BRASIL: PRÓDIGO EM FAZER LEIS, OMISSO EM CUMPRI-LAS

 

         Como todo o respeito que merece o santa-mariense Mariano Beltrame, Secretário de Segurança do Rio de Janeiro, sei que ele conhece o Código Penal e que lá existem instrumentos mais do que suficientes para prevenir e punir pessoas que, em manifestações públicas ou fora delas, pratiquem delitos de lesão corporal, homicídio, dano ao patrimônio público e particular e invasão.

         Sei também que ele está bem intencionado, mas como sabemos, o inferno está cheio de boas intenções.
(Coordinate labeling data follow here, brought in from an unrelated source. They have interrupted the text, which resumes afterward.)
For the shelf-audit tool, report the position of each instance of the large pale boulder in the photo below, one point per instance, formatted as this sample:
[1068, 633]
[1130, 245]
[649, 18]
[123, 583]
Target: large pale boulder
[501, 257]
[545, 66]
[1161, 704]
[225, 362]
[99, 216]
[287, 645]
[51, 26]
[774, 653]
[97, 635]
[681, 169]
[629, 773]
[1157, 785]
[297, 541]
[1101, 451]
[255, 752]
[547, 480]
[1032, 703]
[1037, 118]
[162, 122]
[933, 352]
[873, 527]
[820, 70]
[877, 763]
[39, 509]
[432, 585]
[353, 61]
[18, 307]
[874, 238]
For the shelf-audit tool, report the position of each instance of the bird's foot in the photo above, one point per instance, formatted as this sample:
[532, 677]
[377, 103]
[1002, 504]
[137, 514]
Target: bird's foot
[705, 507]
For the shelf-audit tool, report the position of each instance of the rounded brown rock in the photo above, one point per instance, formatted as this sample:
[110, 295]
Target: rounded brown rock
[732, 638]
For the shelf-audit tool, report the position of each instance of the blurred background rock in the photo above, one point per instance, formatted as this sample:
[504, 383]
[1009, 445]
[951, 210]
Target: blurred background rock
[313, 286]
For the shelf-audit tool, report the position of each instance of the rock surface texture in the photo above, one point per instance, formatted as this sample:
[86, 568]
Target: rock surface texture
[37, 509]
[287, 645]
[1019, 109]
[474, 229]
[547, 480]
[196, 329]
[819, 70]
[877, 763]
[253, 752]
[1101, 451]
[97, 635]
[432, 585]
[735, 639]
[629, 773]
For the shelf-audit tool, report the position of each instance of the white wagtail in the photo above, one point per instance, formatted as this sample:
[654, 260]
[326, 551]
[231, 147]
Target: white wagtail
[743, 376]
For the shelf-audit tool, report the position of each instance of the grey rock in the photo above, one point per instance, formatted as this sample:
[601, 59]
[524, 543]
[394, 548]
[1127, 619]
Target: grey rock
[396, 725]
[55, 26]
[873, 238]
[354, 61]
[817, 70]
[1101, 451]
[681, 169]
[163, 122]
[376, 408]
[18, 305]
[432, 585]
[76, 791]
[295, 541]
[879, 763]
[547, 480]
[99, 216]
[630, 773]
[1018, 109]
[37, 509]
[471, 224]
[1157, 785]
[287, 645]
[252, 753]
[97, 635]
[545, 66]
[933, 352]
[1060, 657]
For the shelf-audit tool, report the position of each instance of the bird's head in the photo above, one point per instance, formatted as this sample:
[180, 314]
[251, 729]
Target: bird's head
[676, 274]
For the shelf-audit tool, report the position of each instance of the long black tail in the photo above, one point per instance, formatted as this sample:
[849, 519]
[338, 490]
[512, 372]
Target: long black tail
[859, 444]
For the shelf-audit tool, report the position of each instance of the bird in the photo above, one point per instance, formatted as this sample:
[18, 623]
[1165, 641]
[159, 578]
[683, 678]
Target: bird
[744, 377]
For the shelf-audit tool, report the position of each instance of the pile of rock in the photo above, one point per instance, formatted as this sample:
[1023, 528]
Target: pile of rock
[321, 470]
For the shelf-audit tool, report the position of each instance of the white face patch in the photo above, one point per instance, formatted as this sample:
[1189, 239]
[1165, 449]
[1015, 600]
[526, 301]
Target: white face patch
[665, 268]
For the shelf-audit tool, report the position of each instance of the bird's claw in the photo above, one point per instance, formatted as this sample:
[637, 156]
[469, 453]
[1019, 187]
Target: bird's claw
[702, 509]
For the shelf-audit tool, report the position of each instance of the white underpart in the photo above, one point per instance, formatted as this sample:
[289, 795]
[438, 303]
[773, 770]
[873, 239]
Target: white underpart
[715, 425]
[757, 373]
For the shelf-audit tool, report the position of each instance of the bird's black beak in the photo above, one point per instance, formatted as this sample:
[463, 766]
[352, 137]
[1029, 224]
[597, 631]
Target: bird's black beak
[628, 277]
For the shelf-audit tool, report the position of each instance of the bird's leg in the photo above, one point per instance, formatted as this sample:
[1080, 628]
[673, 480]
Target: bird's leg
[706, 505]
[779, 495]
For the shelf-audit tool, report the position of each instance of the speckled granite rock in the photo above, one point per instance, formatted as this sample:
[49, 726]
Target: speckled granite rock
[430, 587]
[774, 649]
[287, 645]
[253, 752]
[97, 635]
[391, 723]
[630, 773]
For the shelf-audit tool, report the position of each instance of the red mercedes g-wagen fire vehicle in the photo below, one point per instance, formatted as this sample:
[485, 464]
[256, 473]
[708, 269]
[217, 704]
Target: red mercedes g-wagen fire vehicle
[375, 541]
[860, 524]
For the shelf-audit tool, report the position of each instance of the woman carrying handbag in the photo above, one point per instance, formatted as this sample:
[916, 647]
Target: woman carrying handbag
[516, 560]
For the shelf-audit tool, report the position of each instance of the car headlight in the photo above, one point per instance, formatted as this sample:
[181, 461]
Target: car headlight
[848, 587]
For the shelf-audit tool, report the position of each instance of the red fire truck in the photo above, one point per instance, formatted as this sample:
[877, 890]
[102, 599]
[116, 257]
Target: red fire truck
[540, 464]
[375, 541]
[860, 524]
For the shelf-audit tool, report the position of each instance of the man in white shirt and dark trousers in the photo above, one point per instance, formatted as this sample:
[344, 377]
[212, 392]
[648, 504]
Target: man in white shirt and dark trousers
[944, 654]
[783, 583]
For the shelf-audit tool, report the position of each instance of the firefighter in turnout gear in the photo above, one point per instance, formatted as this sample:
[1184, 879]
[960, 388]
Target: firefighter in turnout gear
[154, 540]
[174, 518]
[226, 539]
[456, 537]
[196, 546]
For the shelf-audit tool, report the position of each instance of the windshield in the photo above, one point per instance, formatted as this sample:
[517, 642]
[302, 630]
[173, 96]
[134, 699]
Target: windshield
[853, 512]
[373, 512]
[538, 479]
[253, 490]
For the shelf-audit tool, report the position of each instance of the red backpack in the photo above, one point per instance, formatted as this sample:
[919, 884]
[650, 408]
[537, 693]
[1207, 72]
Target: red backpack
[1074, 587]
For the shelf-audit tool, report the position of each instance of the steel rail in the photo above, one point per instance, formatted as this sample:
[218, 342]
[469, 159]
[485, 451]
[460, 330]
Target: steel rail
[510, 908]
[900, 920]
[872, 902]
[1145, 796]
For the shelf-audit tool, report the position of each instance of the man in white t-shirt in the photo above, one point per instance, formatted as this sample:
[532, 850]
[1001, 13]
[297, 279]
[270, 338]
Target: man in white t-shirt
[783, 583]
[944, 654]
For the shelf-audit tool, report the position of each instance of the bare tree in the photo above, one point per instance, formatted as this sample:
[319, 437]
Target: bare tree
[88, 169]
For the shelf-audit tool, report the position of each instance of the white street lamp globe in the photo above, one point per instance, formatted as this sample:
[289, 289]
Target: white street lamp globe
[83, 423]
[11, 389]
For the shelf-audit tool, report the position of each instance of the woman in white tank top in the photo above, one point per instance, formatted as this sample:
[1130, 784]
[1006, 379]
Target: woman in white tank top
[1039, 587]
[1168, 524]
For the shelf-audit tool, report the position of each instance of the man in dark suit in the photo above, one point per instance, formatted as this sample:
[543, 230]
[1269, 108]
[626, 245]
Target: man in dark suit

         Em vista de lamentável e absolutamente condenável morte de um cinegrafista de televisão, abre-se a temporada de modificação de leis e criação de novas, como se isso fosse uma solução mágica, mas que é, na verdade, mera e vergonhosa manobra diversionista.

         O mesmo aconteceu quando da morte de uma jovem e talentosa atriz global, assassinada por outro ator global e sua esposa, no início da década de 1990, e que acabou gerando o monstrengo chamado Lei dos Crimes Hediondos, que não serve para nada e não resolveu nada.

         Atuamos por espasmos, movidos pelo horror de uma morte evitável, e produzimos excrescências jurídicas que só servem para aumentar a “sensação” de segurança e justificar a existência do sistema legislativo.

         Porque as autoridades de segurança não atuam durante as manifestações prendendo quem quebra, saqueia e incendeia, se estes são atos claramente criminosos, que transbordam qualquer conceito de direito à livre expressão de ideias?

Eu desconfio que interessa a alguns o radicalismo, as mortes e os saques, pois permitem o endurecimento das leis e da repressão, sonho dourado da direita que prega a volta do regime militar. Já os manifestantes servem de massa de manobra dos radicais. Estão a serviço dos radicais ou são burros o suficiente para servirem aos que pregam o fim da democracia!

Uma coisa é certa: leis criadas no afogadilho, com o único intuito de dar uma resposta fácil à sociedade tem tudo para dar errado. Em termos de segurança não existem soluções fáceis, mas pensar dói.

E a vítima será a sociedade.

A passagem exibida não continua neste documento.